= Adelina Garcia =

American singer

Adelina Garcia (December 16, 1923 – 1999) was a Mexican-American or Chicana singer. She remains one of the most famous American singers of the bolero.

==Biography==
Adelina Garcia was born in December 1923 in Phoenix, Arizona and moved as a child to Ciudad Juárez, Chihuahua, Mexico, where she first expressed interest in becoming a singer. Garcia spent most of her early childhood in that northern Mexican city, where she started to become famous by singing boleros at the XEP radio station. By the time she had reached her teenage years, she was well known across Chihuahua and other northern Mexican states.

In 1937, Garcia returned to Phoenix, but she did not stay there too long, establishing herself in Los Angeles at the age of fifteen. It was during that year that Garcia was signed by Columbia Records, a company that would release some of her albums and take her on a tour across the United States. In essence, she became a teen idol among Hispanic teenagers in the States.

Garcia expanded her celebrity to South America during the 1940s, touring Brazil and some other countries in that continent. In 1944, she had her first concert in Mexico City. In Mexico City, she participated at radio shows on the XEW station, which helped cement her fame in that country's non-northern states. Her participation at those shows also allowed her to become well known in Central America and the Caribbean. Garcia met composer and musician Gonzalo Curiel while in Mexico City. She and Curiel became friends and collaborators, and Curiel visited Brazil with Garcia many times after the pair met. In Brazil, Garcia made a number of albums for the Odeon label.
Among Garcia's best known songs of the 1940s are "Muchachita" ("Young Girl"), "Vereda Tropical" ("Tropical River"), written, composed and originally sung by Mexican author Gonzalo Curiel, "Desesperadamente" ("Desperately") and "Mi Tormento" ("My Own Torment").

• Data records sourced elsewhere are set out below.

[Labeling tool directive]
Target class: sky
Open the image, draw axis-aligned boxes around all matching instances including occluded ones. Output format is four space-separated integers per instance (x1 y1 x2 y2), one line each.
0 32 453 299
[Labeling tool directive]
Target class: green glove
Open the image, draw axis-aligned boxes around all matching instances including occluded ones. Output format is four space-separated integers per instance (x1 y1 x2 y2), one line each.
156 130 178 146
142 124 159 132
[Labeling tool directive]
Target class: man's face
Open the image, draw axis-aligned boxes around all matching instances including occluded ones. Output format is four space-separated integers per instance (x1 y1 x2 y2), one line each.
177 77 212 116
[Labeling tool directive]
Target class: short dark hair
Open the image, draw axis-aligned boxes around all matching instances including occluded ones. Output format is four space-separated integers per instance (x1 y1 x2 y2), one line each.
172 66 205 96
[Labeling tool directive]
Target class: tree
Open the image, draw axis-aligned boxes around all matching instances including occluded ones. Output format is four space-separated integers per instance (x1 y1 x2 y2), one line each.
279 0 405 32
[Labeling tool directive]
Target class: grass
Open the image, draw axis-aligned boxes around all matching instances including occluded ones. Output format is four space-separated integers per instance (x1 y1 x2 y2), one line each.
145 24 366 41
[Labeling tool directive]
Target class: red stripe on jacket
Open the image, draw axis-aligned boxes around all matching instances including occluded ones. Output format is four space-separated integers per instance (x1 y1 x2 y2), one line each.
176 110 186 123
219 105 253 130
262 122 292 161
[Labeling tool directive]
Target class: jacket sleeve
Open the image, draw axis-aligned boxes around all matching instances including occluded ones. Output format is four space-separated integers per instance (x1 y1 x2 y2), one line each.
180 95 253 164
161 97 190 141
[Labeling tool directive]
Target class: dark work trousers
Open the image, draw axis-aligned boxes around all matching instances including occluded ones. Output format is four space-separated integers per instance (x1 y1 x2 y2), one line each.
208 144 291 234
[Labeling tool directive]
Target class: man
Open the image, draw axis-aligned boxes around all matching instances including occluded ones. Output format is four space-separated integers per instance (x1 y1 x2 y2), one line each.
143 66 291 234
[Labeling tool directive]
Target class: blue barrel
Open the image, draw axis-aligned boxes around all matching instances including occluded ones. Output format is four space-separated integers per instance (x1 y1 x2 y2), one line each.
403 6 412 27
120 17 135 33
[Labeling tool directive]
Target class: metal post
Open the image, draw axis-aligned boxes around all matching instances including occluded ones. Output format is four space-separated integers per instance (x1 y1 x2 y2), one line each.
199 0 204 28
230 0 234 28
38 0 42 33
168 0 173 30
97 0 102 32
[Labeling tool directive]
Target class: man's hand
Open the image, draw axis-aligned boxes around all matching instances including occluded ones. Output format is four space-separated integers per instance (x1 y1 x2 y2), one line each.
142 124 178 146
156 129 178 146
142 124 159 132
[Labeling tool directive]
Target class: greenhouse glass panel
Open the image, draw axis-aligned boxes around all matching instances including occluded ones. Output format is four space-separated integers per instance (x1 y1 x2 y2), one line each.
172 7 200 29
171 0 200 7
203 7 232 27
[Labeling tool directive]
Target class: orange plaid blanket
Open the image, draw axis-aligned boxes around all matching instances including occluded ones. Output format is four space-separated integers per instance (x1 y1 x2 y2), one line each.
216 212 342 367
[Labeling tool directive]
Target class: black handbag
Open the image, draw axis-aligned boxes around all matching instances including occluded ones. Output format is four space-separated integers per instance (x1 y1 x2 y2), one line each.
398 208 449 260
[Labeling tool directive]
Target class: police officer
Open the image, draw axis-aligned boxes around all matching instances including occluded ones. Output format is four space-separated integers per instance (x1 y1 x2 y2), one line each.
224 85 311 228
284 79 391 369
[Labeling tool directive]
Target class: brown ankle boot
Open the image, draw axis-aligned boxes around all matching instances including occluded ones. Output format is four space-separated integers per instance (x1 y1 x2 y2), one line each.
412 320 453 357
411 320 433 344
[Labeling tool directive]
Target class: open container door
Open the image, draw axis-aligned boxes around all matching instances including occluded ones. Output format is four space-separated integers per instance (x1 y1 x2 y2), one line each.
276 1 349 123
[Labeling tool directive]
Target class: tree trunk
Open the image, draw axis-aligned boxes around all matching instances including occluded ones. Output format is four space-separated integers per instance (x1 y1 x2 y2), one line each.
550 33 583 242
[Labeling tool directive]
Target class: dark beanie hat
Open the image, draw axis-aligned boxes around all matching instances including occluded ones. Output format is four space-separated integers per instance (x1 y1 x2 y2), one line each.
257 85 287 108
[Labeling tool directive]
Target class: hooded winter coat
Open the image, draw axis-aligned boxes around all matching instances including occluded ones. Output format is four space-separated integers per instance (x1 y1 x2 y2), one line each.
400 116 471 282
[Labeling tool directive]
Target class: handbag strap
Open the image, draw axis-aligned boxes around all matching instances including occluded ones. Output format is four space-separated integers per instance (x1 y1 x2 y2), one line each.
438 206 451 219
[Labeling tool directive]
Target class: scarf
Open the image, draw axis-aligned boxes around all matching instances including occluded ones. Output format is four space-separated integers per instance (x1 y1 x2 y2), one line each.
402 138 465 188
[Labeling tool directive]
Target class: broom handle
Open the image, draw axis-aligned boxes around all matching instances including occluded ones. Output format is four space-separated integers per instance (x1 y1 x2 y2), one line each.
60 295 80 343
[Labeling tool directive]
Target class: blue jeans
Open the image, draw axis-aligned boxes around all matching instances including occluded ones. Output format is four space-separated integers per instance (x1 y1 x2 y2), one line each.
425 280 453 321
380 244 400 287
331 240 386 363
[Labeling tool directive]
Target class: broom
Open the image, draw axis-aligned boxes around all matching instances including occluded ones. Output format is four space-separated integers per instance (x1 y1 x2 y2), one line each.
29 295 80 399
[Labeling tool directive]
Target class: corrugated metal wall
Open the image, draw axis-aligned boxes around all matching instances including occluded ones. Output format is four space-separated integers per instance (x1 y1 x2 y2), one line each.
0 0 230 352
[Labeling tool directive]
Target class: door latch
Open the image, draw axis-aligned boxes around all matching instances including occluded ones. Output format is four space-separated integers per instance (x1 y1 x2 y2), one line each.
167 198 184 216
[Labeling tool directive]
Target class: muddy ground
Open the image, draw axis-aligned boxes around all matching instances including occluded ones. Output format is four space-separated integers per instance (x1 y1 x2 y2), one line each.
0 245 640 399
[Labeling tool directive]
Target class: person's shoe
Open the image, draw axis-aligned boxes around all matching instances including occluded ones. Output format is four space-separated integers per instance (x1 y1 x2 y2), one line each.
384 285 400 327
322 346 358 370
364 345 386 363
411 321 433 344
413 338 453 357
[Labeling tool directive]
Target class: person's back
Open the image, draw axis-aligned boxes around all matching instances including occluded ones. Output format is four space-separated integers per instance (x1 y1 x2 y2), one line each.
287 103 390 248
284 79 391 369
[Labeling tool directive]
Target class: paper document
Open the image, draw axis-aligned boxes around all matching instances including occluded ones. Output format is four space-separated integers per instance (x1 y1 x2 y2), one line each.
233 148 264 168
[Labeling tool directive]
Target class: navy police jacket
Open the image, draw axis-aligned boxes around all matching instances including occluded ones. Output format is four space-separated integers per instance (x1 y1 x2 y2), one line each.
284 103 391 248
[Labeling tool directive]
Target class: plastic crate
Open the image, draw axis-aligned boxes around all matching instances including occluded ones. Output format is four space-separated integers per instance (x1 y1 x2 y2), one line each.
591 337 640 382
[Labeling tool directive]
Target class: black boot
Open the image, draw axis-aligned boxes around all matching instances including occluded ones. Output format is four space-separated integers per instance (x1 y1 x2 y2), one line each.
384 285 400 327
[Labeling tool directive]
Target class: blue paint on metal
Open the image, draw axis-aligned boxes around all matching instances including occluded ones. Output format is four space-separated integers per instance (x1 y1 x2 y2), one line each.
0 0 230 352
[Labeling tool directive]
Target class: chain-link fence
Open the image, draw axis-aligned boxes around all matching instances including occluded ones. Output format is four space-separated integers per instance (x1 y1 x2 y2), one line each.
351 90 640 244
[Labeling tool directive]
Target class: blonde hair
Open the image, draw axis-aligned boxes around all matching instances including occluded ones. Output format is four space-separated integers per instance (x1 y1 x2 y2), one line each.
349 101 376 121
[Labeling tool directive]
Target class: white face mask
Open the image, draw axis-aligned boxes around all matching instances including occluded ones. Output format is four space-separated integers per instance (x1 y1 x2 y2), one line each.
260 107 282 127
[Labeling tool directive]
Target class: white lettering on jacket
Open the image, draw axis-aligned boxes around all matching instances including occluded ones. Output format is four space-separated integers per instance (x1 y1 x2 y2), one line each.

After touring heavily across the American Southwest and in California, Garcia re-settled in Los Angeles during 1955. She met musician Jose Heredia, whom she married and formed a family with. After marriage, Garcia decided to begin retiring. She started slowly, initially reducing her number of performances per year, until she stopped singing altogether.

In 1997, her musical and photo collection was bought by the CEMA, a repository of historic documents from California's ethnic history. The collection consists of fourteen recordings, photos, programs and other miscellaneous items about her life.

She is the mother of LA-based jazz and jazzrock drummer Joey Heredia, Freddy Heredia, and artist Angel Gustavo Garcia.